What Anthropology Professor Faith Nibbs, director of SMU’s Forced Migration Innovation Project, says about the immigration issue:
""It is a humanitarian crisis because of the reasons that they're fleeing and because there's such large numbers and because it becomes a convoluted mix of people who pick up on that trail along the way. It also becomes a border security crisis. It's a matter of letting the system play out that will separate the two."
About Faith Nibbs
Faith Nibbs is the Director of the new Forced Migration Innovation Project housed in the Department of Anthropology that will be researching the role of innovation, career laddering, and the private sector in securing sustainable livelihoods in forced migration. The project has both practical and academic aims. On a practical level, it will serve as a knowledge platform that can inform the work of resettlement agencies by compiling and assessing actual and potential livelihood solutions. On an academic level, it aims to develop a conceptual understanding of the changing relationship between state-led resettlement programs, markets and public perception in refugee job placement. The goal of this project is to contribute directly to practice developing methodologies to identify alternative and sustainable livelihood practices that can be duplicated in other contexts and other western countries of resettlement.
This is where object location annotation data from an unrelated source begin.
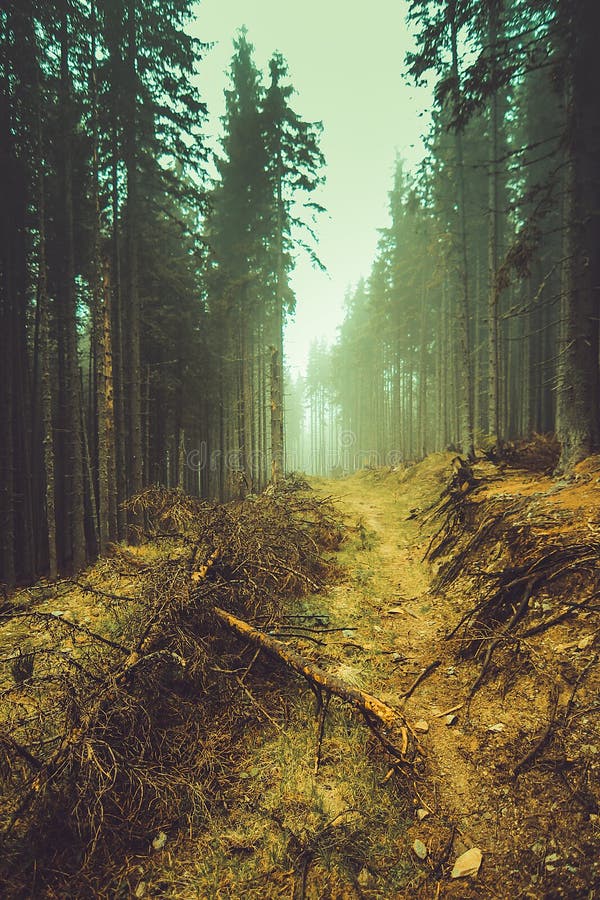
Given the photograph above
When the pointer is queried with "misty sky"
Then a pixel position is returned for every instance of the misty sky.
(346, 62)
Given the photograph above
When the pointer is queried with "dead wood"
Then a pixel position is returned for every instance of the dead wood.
(397, 736)
(420, 677)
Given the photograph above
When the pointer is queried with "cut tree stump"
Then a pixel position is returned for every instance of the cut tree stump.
(387, 724)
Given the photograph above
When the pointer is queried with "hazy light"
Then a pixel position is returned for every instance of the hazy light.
(346, 62)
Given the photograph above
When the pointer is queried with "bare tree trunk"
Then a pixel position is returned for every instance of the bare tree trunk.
(578, 376)
(73, 475)
(464, 309)
(45, 363)
(133, 318)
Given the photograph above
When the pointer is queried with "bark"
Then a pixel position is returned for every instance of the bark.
(134, 304)
(399, 738)
(99, 325)
(494, 411)
(45, 364)
(577, 413)
(73, 483)
(466, 387)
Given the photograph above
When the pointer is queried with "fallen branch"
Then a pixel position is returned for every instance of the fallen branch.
(397, 737)
(420, 677)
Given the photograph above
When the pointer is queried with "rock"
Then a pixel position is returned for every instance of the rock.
(420, 849)
(159, 841)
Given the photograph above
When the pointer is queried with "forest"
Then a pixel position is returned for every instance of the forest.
(202, 548)
(127, 261)
(478, 324)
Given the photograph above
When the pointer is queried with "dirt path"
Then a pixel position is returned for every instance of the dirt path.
(470, 799)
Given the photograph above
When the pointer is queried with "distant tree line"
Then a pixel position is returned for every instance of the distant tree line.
(479, 322)
(142, 300)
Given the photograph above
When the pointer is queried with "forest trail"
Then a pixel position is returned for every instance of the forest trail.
(468, 797)
(401, 629)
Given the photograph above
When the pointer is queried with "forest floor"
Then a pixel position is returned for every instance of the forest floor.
(484, 584)
(534, 820)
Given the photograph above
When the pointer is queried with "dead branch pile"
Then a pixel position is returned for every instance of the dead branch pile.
(113, 731)
(529, 567)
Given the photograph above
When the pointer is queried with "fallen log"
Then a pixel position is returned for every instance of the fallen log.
(387, 724)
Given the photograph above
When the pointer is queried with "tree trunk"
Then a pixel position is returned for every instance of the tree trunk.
(577, 411)
(132, 341)
(73, 485)
(466, 387)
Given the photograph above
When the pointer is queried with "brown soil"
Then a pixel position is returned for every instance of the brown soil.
(538, 830)
(276, 828)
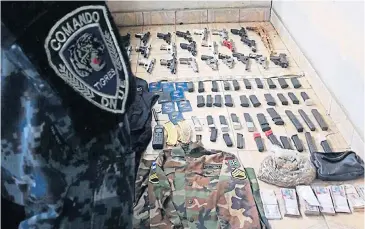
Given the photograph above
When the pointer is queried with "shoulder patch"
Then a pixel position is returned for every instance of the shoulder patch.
(83, 50)
(239, 174)
(153, 178)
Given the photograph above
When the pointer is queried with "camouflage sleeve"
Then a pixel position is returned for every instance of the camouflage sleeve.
(162, 210)
(141, 206)
(236, 206)
(41, 189)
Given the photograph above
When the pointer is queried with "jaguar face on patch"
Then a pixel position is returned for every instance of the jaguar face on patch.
(83, 51)
(86, 55)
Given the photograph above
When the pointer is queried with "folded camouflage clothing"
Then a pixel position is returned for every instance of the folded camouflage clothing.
(192, 187)
(287, 170)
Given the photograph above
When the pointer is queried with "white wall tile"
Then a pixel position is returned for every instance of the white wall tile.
(346, 129)
(128, 19)
(191, 16)
(159, 18)
(254, 14)
(223, 15)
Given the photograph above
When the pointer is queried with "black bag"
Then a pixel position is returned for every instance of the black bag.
(340, 166)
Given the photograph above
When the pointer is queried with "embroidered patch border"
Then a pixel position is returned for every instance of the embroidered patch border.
(108, 89)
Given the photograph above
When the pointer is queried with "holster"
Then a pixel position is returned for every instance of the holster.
(340, 166)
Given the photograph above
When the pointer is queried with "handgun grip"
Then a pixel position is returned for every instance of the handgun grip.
(164, 62)
(161, 35)
(185, 59)
(205, 57)
(184, 45)
(236, 54)
(126, 37)
(182, 34)
(222, 56)
(235, 31)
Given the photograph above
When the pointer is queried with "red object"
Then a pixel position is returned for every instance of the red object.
(267, 133)
(228, 44)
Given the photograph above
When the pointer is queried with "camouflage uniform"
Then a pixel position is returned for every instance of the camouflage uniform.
(191, 187)
(67, 161)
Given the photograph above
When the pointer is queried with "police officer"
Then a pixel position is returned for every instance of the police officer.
(66, 88)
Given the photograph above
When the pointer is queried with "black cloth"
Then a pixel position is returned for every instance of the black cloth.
(140, 118)
(30, 23)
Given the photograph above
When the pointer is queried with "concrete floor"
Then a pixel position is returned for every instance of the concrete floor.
(249, 157)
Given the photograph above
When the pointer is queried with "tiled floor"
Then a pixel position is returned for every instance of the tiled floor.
(249, 156)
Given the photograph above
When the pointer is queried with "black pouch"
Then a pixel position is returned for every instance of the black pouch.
(340, 166)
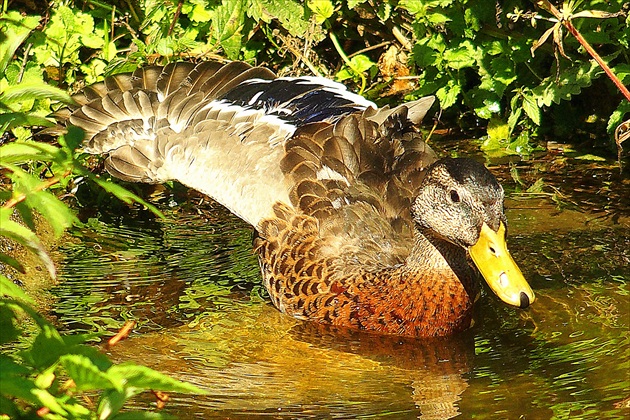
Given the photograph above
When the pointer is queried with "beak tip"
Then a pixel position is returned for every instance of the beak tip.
(524, 300)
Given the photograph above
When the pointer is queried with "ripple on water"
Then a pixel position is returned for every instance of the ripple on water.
(192, 283)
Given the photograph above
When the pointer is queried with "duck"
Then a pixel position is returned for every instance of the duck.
(357, 222)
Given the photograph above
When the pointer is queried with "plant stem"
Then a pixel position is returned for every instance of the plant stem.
(593, 53)
(545, 4)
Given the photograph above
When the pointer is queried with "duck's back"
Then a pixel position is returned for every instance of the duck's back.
(253, 141)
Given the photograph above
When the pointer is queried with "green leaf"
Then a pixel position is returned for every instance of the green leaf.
(21, 119)
(8, 330)
(15, 28)
(112, 401)
(9, 367)
(86, 375)
(227, 23)
(322, 9)
(141, 415)
(23, 152)
(448, 94)
(143, 377)
(536, 187)
(32, 90)
(24, 237)
(530, 106)
(123, 194)
(11, 262)
(461, 57)
(47, 347)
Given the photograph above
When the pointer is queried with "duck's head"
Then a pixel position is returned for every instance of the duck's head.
(461, 201)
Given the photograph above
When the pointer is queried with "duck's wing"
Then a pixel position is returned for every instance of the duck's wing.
(358, 178)
(223, 130)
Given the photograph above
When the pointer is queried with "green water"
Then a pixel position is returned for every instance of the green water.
(192, 284)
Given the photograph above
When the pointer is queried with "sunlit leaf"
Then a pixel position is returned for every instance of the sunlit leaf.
(123, 194)
(227, 21)
(448, 94)
(47, 347)
(32, 90)
(15, 28)
(24, 237)
(10, 289)
(145, 378)
(86, 375)
(22, 152)
(322, 9)
(530, 106)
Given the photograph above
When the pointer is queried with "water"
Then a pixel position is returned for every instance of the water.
(192, 283)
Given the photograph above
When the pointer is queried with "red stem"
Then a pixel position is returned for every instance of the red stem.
(597, 58)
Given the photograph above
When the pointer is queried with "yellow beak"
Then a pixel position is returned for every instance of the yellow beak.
(496, 265)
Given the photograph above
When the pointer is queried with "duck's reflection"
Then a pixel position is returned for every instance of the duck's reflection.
(436, 367)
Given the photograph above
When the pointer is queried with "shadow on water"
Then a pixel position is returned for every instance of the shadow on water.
(192, 283)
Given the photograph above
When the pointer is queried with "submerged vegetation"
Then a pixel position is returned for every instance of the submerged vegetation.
(508, 72)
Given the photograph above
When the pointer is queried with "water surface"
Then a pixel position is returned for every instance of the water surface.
(192, 283)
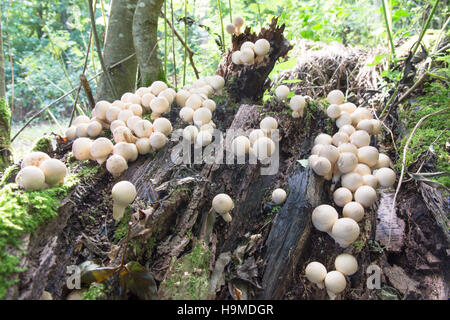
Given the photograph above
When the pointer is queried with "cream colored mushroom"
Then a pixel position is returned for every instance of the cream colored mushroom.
(324, 217)
(123, 194)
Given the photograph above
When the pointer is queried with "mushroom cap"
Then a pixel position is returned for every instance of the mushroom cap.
(335, 282)
(324, 217)
(351, 181)
(366, 196)
(342, 196)
(353, 210)
(240, 146)
(222, 203)
(321, 166)
(279, 196)
(81, 148)
(282, 92)
(360, 138)
(54, 171)
(123, 192)
(264, 148)
(335, 97)
(345, 231)
(162, 125)
(202, 116)
(101, 148)
(262, 47)
(323, 138)
(368, 155)
(347, 162)
(315, 272)
(158, 140)
(34, 159)
(386, 177)
(31, 178)
(346, 264)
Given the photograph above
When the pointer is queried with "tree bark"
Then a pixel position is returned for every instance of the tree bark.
(119, 45)
(145, 36)
(5, 115)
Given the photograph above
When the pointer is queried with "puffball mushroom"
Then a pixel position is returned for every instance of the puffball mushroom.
(81, 148)
(116, 165)
(316, 273)
(342, 196)
(158, 140)
(347, 162)
(282, 92)
(240, 146)
(262, 47)
(223, 205)
(335, 97)
(368, 155)
(353, 210)
(34, 159)
(101, 148)
(334, 283)
(123, 194)
(386, 177)
(162, 125)
(279, 196)
(366, 196)
(345, 231)
(346, 264)
(54, 171)
(324, 217)
(31, 178)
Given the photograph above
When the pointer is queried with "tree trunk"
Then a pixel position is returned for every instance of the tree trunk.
(145, 36)
(5, 115)
(118, 46)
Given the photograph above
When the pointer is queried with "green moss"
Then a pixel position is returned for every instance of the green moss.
(189, 276)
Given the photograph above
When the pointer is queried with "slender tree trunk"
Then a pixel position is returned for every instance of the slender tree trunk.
(5, 115)
(145, 36)
(119, 45)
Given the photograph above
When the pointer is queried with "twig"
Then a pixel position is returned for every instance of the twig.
(99, 50)
(402, 173)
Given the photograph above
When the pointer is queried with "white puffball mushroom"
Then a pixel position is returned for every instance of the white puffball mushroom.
(101, 148)
(316, 273)
(366, 196)
(346, 264)
(333, 111)
(335, 97)
(368, 155)
(386, 177)
(342, 196)
(223, 205)
(360, 138)
(162, 125)
(345, 231)
(351, 181)
(279, 196)
(31, 178)
(262, 47)
(324, 217)
(335, 283)
(34, 159)
(54, 171)
(123, 193)
(282, 92)
(81, 148)
(353, 210)
(323, 138)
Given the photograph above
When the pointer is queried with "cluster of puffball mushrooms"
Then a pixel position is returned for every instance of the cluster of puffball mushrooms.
(39, 171)
(346, 156)
(134, 135)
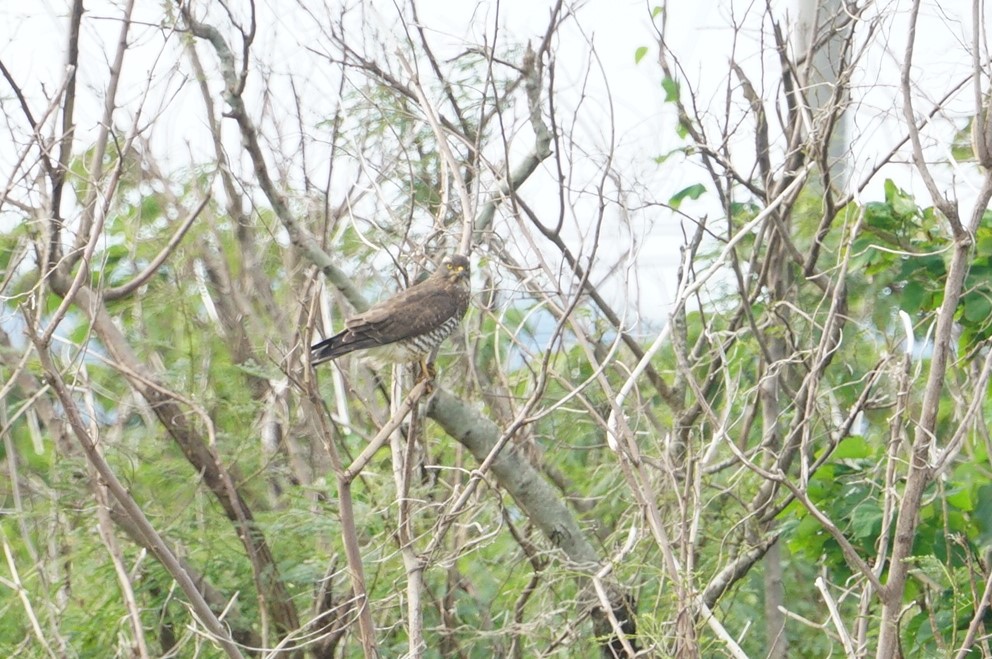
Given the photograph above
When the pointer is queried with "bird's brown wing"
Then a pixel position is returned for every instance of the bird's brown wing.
(413, 312)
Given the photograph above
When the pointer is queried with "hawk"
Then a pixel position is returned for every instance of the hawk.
(408, 326)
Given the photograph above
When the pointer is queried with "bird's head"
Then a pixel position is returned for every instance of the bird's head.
(455, 268)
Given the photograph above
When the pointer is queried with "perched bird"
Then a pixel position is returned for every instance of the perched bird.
(408, 326)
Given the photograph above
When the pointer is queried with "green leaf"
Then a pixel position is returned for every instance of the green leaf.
(691, 192)
(983, 514)
(852, 448)
(912, 297)
(977, 309)
(671, 90)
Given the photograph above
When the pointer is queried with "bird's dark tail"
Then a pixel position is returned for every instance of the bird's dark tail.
(327, 350)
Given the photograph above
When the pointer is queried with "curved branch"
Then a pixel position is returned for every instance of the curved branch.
(124, 290)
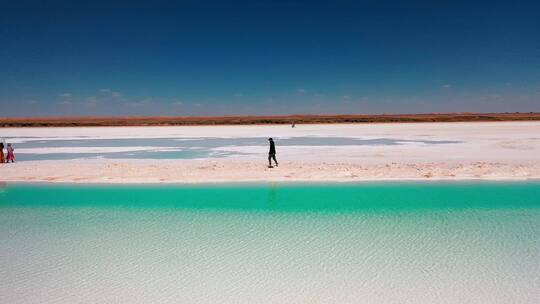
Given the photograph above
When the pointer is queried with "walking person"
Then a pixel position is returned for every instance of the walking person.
(272, 153)
(11, 154)
(2, 160)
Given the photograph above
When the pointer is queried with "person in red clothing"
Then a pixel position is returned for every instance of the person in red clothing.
(11, 155)
(2, 160)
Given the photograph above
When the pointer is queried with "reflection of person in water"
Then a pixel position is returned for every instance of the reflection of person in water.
(272, 153)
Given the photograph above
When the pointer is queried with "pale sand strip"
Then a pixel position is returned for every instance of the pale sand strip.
(487, 151)
(200, 171)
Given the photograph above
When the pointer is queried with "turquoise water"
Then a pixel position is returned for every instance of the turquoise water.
(271, 243)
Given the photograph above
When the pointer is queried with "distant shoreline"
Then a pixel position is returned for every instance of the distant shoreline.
(89, 121)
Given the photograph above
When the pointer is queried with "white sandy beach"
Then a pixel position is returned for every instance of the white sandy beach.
(422, 151)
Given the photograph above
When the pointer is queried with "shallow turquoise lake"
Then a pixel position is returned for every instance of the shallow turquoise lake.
(271, 243)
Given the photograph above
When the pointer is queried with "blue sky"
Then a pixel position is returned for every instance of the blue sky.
(268, 57)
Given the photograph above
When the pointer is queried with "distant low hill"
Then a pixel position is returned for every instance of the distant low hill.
(258, 120)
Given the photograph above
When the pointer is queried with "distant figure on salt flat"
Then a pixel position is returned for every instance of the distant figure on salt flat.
(2, 160)
(11, 154)
(272, 153)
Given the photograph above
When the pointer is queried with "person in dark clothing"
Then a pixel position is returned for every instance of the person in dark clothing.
(272, 153)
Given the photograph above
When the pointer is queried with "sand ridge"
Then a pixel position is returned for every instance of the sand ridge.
(485, 151)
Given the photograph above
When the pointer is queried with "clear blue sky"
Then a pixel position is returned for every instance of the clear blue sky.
(268, 57)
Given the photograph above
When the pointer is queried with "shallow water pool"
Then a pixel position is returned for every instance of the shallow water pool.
(271, 243)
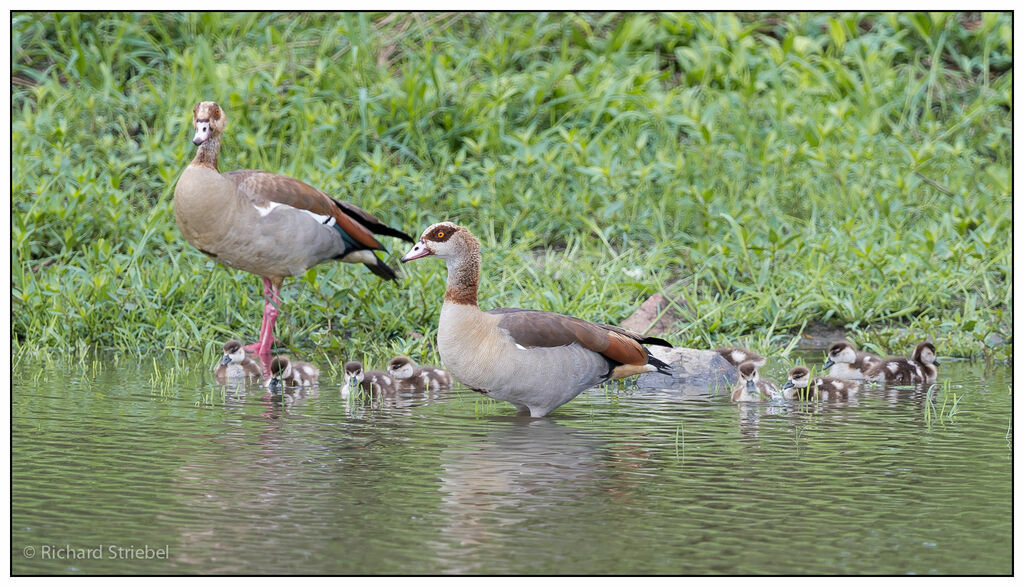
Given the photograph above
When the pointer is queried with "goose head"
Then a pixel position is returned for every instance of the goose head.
(800, 378)
(443, 240)
(209, 121)
(925, 353)
(353, 373)
(400, 367)
(232, 352)
(841, 351)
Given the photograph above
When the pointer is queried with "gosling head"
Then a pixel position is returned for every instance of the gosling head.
(925, 353)
(800, 378)
(400, 367)
(353, 373)
(749, 374)
(232, 352)
(841, 351)
(281, 369)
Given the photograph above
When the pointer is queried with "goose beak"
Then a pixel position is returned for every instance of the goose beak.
(202, 132)
(419, 250)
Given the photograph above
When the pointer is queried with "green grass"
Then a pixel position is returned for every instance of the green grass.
(768, 171)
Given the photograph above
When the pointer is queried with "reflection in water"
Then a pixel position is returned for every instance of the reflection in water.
(513, 475)
(623, 480)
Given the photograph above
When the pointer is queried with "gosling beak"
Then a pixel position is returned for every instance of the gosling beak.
(419, 250)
Nibbs has over a decade of experience in researching and publishing on refugee resettlement and social cohesion in the US and Europe. Besides teaching at SMU, UTA, and TCU, she has worked collaboratively across disciplines on refugee-related research projects, notably with UT Southwestern's Department of Urology, Oxford University's Department of Forced Migration, and the University of Wisconsin's Department of History. She has sat on the board of refugee resettlement organizations and spoken in the US, Europe, and China on issues of integration to broad audiences of academic and non-academics interested in refugee social and economic inclusion. Her research focuses on the anthropological understanding of diasporic refugee communities and how long-term transnational involvement and incorporation into local host societies co-exist.